Dalam mempelajari berkomentar dengan tangan kita sambil berinteraksi dengan orang-orang tunanetra-rungu, kita perlu menahan godaan untuk selalu mengarahkan dan mengerjakan hal-hal untuk dan bagi orang lain. Godaan ini sering, setidaknya menurut pengalaman saya sendiri, lahir dari keinginan alamiah untuk membantu seseorang yang tampaknya membutuhkan banyak bantuan karena kekurangan-kekurangan indera mereka.  Menahannya mungkin diperlukan dimana saya mulai mempercayai dan menghargai kompetensi alamiah dari orang tunanetra-rungu, dalam bentuk kompentensi apa pun itu.  Saya perlu menyadari bahwa ia akan menemukan hal-hal bagi dirinya sendiri jika saya tidak terus-menerus mengarahkan tangannya, dan bahwa pengamatan dan gagasannya akan muncul dari dirinya sendiri jika saya tidak selalu menanyakan pertanyaan-pertanyaan yang mengarahkan.  Agar hal ini dapat terjadi, saya perlu memberikan kebebasan dan waktu bagi tangannya untuk mengekspresikan dirinya. Saya juga perlu belajar menggunakan tangan saya sendiri tidak hanya sebagai alat (fungsi normalnya), tetapi juga sebagai organ-organ indera, dan sebagai suara yang dapat mengantarkan perasaan-perasaan yang berbeda.

Seorang wanita dewasa yang tunanetra-rungu menggambarkan suatu pengalaman di mana suatu sentuhan yang berhati-hati bertindak untuk mengantarkan perasaan dan empati dan merupakan suatu komentar yang sederhana, menenangkan :

Saya ingat ketika saya mengalami operasi di rumah sakit, saya baru terbangun dari bius.  Saya belum sadar sepenuhnya dan mulai untuk merasakan ”sendiri” karena alat bantu pendengaranku dan kacamataku dilepas dan saya terputus dari suara-suara dan benda-benda.  Tiba-tiba, saya merasakan sebuah tangan menyentuh lenganku, mengatakan bahwa segalanya baik-baik saja. Tangan itu sangat berarti bagiku!  Ia memberikan lebih daripada penglihatan dan suara pada saat itu.  (Dorothy Walt, komunikasi pribadi, April, 1997)

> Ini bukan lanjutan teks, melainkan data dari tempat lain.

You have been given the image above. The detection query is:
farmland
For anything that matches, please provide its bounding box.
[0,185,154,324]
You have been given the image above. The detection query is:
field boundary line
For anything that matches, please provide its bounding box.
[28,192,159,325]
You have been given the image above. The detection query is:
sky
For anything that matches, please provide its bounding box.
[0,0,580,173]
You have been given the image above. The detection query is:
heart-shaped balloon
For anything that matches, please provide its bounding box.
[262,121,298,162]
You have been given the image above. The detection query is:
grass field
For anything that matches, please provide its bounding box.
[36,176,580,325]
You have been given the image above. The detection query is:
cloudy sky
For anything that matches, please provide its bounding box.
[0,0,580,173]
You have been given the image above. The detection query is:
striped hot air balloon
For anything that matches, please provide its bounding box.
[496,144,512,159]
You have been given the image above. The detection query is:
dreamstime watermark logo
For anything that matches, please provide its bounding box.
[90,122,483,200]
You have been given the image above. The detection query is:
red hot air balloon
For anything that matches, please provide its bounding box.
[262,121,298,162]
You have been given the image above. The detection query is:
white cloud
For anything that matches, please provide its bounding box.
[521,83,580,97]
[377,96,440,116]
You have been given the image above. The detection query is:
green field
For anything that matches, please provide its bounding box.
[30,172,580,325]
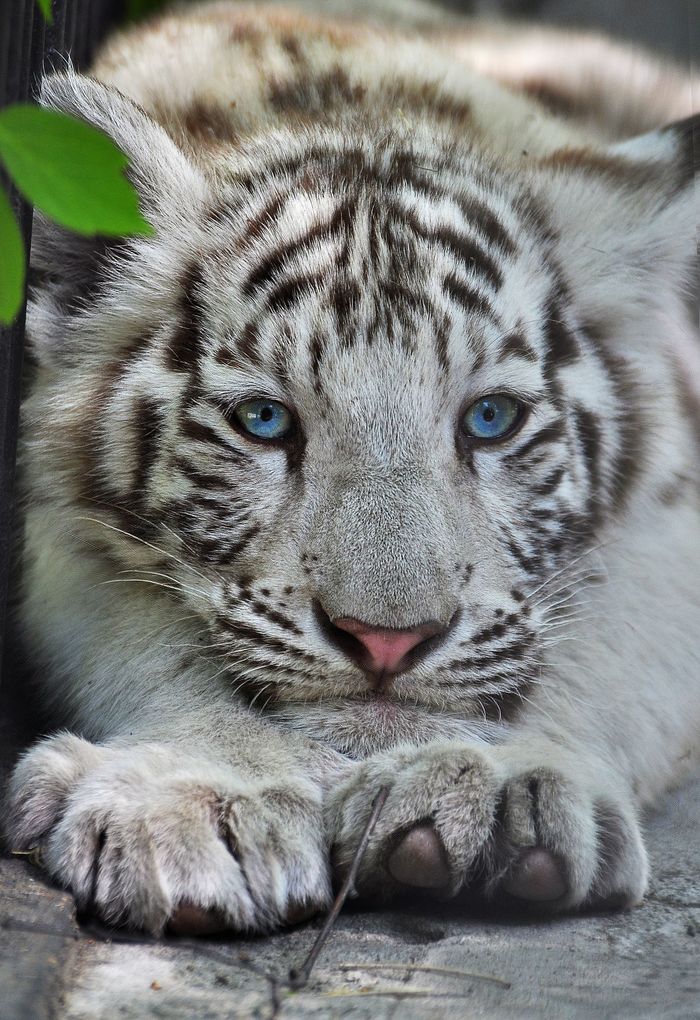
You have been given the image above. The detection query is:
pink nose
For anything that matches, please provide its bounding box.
[333,616,443,674]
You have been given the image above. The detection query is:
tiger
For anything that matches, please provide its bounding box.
[6,0,700,935]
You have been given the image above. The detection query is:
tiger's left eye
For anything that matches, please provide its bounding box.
[234,399,294,440]
[462,393,524,440]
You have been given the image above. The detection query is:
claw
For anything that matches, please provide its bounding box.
[502,847,566,903]
[389,825,450,888]
[167,903,230,935]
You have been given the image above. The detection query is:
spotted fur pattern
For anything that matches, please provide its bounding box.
[4,4,700,931]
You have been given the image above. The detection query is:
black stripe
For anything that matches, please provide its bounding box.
[132,397,163,505]
[243,202,354,297]
[216,616,317,662]
[544,291,581,385]
[498,329,540,363]
[172,457,227,490]
[266,272,327,311]
[397,205,503,290]
[533,467,566,496]
[572,404,601,514]
[503,421,563,464]
[443,272,498,321]
[435,315,452,375]
[180,415,237,454]
[586,322,646,510]
[503,531,542,574]
[165,263,204,372]
[457,198,517,256]
[208,524,260,566]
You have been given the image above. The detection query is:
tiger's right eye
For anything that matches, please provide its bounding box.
[233,398,294,441]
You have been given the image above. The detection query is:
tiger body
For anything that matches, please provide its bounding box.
[10,4,700,931]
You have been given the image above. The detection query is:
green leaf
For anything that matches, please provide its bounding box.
[127,0,165,21]
[37,0,53,24]
[0,103,153,237]
[0,188,24,325]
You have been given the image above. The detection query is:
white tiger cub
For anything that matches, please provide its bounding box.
[8,4,700,932]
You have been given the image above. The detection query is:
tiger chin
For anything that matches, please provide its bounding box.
[7,3,700,933]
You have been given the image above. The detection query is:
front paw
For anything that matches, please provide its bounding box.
[9,734,331,934]
[327,743,648,910]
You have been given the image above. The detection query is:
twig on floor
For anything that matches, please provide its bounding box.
[289,786,389,991]
[338,963,512,988]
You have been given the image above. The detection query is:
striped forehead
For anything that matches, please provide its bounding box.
[198,145,552,395]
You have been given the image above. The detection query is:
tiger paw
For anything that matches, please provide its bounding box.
[327,743,648,911]
[8,734,331,934]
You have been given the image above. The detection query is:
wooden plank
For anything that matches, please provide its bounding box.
[0,858,80,1020]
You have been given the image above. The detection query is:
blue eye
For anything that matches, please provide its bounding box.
[234,398,294,440]
[462,393,523,440]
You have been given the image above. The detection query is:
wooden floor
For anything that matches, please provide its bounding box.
[0,0,700,1020]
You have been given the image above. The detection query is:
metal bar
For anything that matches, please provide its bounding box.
[0,0,121,677]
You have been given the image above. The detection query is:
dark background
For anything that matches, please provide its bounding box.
[469,0,700,62]
[0,0,700,774]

Kita semua memiliki banyak hal untuk dipelajari mengenai tangan, dan tentang sentuhan sebagai cara untuk mengetahui.  Sentuhan adalah indera yang terabaikan di dalam kebudayaan kita, dan tangan sering diabaikan sebagai jalan utama ekspresi.  Orang-orang tunanetra-rungu dapat menjadi guru kita karena kita semua belajar bagaimana untuk menggunakan tangan kita dengan semakin terampil.